Afinal Froome ultrapassou o caso do salbutamol e tinha estado fenomenal no Giro. Sem colocar em causa a harmonia da equipa, Thomas assumiu-se mesmo como o mais forte durante o Tour e com Froome a pagar a factura de ter estado em Itália, o galês agarrou com os mãos, pernas, com tudo o que tinha a uma oportunidade que poderia ser única se falhasse. Não só não falhou, como convenceu todos que é voltista. A amizade entre ambos terá mesmo funcionado a favor de uma sempre perigosa co-liderança, mas que desta vez funcionou (a Movistar não pode dizer o mesmo, por exemplo).

Curiosamente, ainda na sexta-feira, Thomas escolheu uma frase que marcou o início da era de Froome: "Os meus resultados irá resistir ao teste do tempo." Froome disse o mesmo quando ganhou o seu primeiro Tour, contudo, terá sempre uma suspeita a pairar sobre si, perante o que aconteceu na Vuelta. A Sky também, pelo que os seus ciclistas estarão sempre debaixo de olho. No entanto, todo o percurso de Thomas desde a pista, à estrada, de gregário a vencedor de corridas de uma semana e a confirmação que é um voltista de respeito, demonstra que o galês tinha capacidade para mais do que um papel secundário. E sim, merece todo o reconhecimento, sem que se esteja sempre a duvidar. Apuparam-no, tentaram empurrá-lo, questionaram-lhe constantemente se ia ajudar Froome ou se correr por ele e Thomas mostrou-se forte psicologicamente, aguentou uma enorme pressão. Também isso define um grande atleta.

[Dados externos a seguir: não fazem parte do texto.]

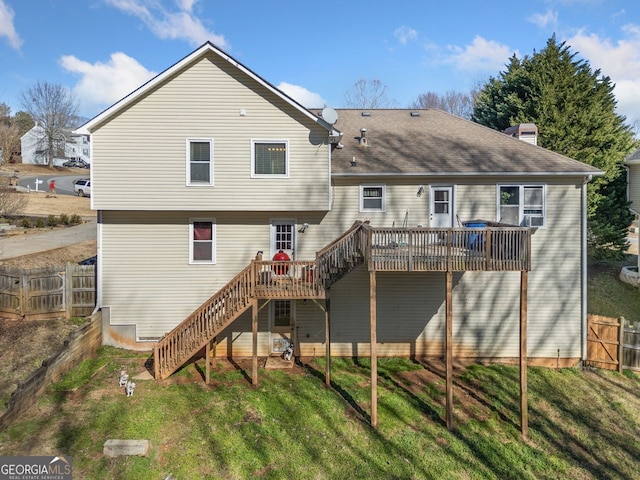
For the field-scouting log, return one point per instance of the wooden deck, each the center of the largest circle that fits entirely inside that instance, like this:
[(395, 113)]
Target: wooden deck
[(379, 249)]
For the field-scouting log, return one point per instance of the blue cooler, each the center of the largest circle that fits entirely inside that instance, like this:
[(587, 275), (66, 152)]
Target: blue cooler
[(476, 240)]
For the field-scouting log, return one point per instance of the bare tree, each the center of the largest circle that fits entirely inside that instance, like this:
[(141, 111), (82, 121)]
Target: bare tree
[(368, 94), (11, 202), (455, 102), (54, 108), (9, 134)]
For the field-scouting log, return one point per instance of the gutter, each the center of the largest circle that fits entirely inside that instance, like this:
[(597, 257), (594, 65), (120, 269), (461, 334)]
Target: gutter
[(583, 293)]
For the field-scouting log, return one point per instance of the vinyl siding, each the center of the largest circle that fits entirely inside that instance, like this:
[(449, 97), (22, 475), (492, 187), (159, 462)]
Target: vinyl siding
[(139, 157), (153, 286), (634, 187)]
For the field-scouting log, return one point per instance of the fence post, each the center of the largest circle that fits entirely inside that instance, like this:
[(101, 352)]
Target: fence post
[(620, 343), (68, 289)]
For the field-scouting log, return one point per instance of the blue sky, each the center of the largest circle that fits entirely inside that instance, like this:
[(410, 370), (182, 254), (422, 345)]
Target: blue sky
[(315, 52)]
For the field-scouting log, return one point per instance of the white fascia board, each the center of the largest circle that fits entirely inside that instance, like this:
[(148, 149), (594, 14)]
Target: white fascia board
[(471, 174), (207, 47)]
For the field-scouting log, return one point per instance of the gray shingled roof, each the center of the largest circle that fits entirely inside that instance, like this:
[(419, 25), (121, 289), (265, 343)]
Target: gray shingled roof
[(437, 143), (634, 157)]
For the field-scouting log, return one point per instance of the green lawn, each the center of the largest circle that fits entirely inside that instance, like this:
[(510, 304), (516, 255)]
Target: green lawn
[(583, 424)]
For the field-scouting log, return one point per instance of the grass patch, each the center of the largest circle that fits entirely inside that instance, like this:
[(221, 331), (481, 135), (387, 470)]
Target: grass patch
[(292, 426)]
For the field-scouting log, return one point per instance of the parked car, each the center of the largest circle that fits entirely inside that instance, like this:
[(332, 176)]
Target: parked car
[(76, 162), (83, 187)]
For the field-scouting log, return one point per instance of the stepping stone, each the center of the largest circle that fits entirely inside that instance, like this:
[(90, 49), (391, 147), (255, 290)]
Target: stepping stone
[(120, 448)]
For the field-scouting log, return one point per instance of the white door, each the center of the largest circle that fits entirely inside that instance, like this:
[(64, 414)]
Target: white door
[(281, 319), (441, 207), (283, 237)]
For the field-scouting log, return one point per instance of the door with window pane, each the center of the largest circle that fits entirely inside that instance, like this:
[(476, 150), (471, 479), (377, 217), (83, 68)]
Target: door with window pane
[(283, 237)]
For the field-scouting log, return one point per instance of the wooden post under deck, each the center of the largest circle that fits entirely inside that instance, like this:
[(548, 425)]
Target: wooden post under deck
[(327, 325), (254, 329), (449, 349), (524, 415), (374, 356)]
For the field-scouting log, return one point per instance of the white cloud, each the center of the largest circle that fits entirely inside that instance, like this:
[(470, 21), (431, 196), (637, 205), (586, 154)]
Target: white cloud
[(102, 84), (170, 24), (549, 19), (619, 60), (302, 95), (404, 34), (6, 26), (481, 55)]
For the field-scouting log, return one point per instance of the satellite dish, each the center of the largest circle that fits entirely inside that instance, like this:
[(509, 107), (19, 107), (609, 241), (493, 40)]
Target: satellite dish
[(329, 115)]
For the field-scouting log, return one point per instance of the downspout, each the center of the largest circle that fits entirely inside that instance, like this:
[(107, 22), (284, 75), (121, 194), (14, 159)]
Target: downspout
[(587, 179), (98, 266)]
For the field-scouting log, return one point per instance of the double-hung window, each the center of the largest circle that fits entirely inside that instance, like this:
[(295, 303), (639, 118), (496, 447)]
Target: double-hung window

Depois de neste domingo celebrar nos Campos Elísios, Thomas terá de definir o seu futuro. Todas as questões que foram sendo colocadas durante o Tour - se tinha capacidade para lutar pela vitória, se era mesmo líder... - foram respondidas a favor de Thomas, que venceu duas etapas, incluindo no mítico Alpe d'Huez. Falta agora responder a uma: irá renovar? A Sky quer manter este ciclista de 32 anos. Porém, quando Froome parecia estar relegado até do pódio, eis que o campeão reaparece no contra-relógio e deixa bem vincado que continua mais do que preparado para conquistar mais alguma (ou algumas) grandes voltas. 

Se Thomas renovar, vai querer continuar a apostar no Tour, mas Froome também o irá fazer em 2019, à procura do quinto triunfo. Esta foi uma co-liderança em que Thomas não deixava de ser um plano B. Mas vencendo, quer ser o A e aí sim, haverá um luta de egos que nem uma amizade poderá controlar.

Thomas poderá optar por mudar de equipa, na qual terá sempre outro desafio. Nenhuma lhe poderá oferecer um grupo tão forte de gregários como a Sky. Mas terá a liderança desejada, sem depender das escolhas de Froome e sem um Egan Bernal que não vai demorar muito a tornar-se também ele num líder.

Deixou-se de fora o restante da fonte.